Il carattere degli Italiani
di WALTER BARBERIS
Cosa sia la nazione italiana, chi sia l’italiano, se vi sia un carattere italiano sono interrogativi che forse è bene lasciare alla molta letteratura che si è esercitata sul tema. Tutt’al più, vale la pena ricordare che quando si trattò di disegnarne un profilo unitario, quando tra la fine del Settecento e il corso dell’Ottocento si avviò il gran movimento che doveva portare gli italiani all’unità politica e istituzionale, molti uomini di pensiero e d’azione dissero la loro. Ovviamente, ciascuno a suo modo, per gettare le fondamenta di un uomo nuovo su quel tanto di antico che ciascuno degli italiani chiamati in causa portava con sé. Chi li voleva “arditi”, chi “virili”, o “frementi”, senza dubbio di più alto sentire, meno inoperosi, pusillanimi, ambigui.
Carlo Cattaneo, con grande realismo, li sapeva differenti fra loro, gli italiani, e diversi da altri popoli; e non si faceva scrupolo di dire che non sarebbe stato facile modellare una nazione nuova come se fosse stata di cera. Non a caso si devono proprio a lui le uniche riflessioni non peregrine sul tema di un eventuale federalismo italiano.
Con altri accenti Vincenzo Gioberti dichiarava l’inesistenza dell’italiano e segnalava la pluralità come un tornante assai duro da superare per imbastire il discorso unitario: un contro era il “presupposto”, il “desiderio”, il “nome”: altro erano la “cosa”, la “realtà”. Come fare a ricomporre l’Italia che fin lì era stata sì “congiunta di sangue, di religione, di lingua scritta ed illustra; ma divisa di governi, di leggi, d’istituti, di favella popolare, di costumi, di affetti, di consuetudini”?
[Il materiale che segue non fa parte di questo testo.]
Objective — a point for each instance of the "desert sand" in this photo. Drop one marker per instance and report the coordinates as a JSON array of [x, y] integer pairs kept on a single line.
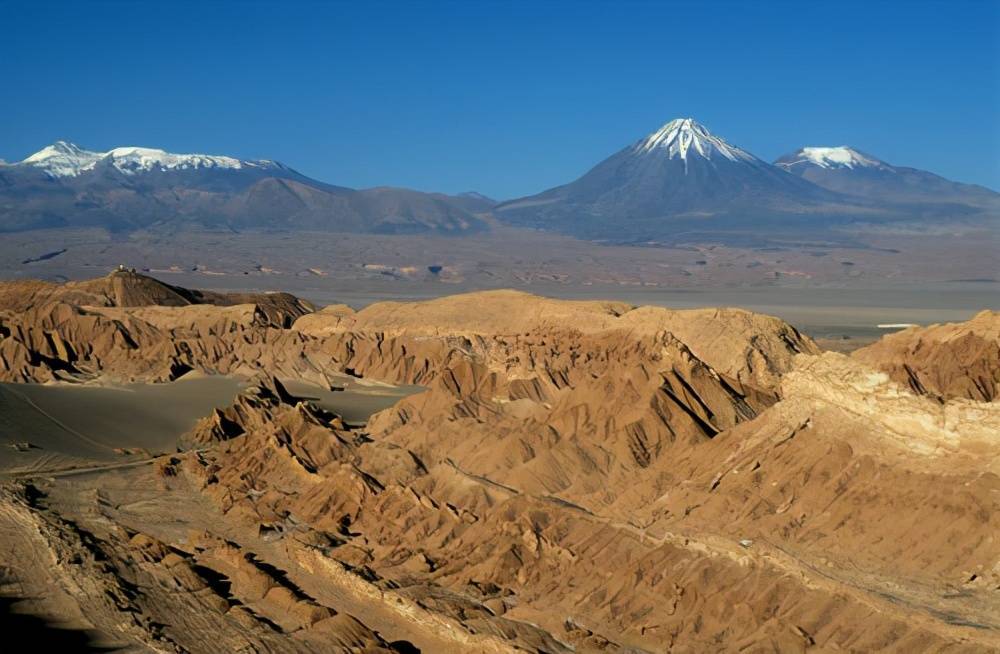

In effetti, sembrava meno facile che altrove costruire per gli italiani un edificio unitario che oltre ad una cornice giuridica sapesse dare una comune coscienza di sé e una condivisa volontà di azione. Non era come per gli inglesi che per primi si erano dati un inno nazionale nel 1742, tenuti insieme dall’insularità e da consuetudini millenarie; né come per i francesi, che la Marsigliese e il tricolore se li erano conquistati rovesciando per sé e per gli altri un’intera epoca; e neppure come per quei popoli sui bordi della grande storia che si contentavano di un modesto profilo autonomo, fatto magari di piccole cose inventate, come il kilt e la cornamusa per gli scozzesi.
La situazione degli italiani era assai più complicata. Erano diversi, lo dicevano pressoché tutti. La qual cosa era preoccupante, naturalmente, perché dichiarava difficoltà, impotenza persino: comunque qualcosa di storto, o sfortunato, difficile da rimettere in sesto. Manzoni si lamentava moltissimo di questa opinione diffusa: scriveva al Lamartine che all’Italia “non c’era una parola più dura da lanciare contro di diversità”, poiché era chiaro che con quel termine si voleva richiamare “un lungo passato di disgrazia e umiliazione”.
Le voci erano molte e di tonalità differente in quel giro d’anni; sembravano tuttavia accordarsi quando dicevano delle prime soluzioni da adottare per educare gli italiani. Mazzini sopra tutti parlava di rinuncia all’egoismo individuale. Gioberti di superamento della “patria municipale”, dove da sempre “casa, famiglia, parenti, amici, poderi, traffico, industria, clientele, cariche, reputazione” erano un tutt’uno in cui si confondeva ampiamente il bene comune con la più viscerale difesa del bene proprio.
E a cose fatte, dopo l’Unità, l’indice puntato di Massimo d’Azeglio non cambiava direzione: erano lo spirito settario, la ricerca di un tornaconto personale – le “dappocapggini e miserie morali” che erano state ab antico la rovina degli italiani – il vero nemico del “dovere”, cioè la risposta necessaria a un bisogno generale. Riflettendo sul carattere degli italiani, Benedetto Croce avrebbe detto mezzo secolo dopo: “Qual è il carattere di un popolo? La sua storia, tutta la sua storia, nient’altro che la sua storia”.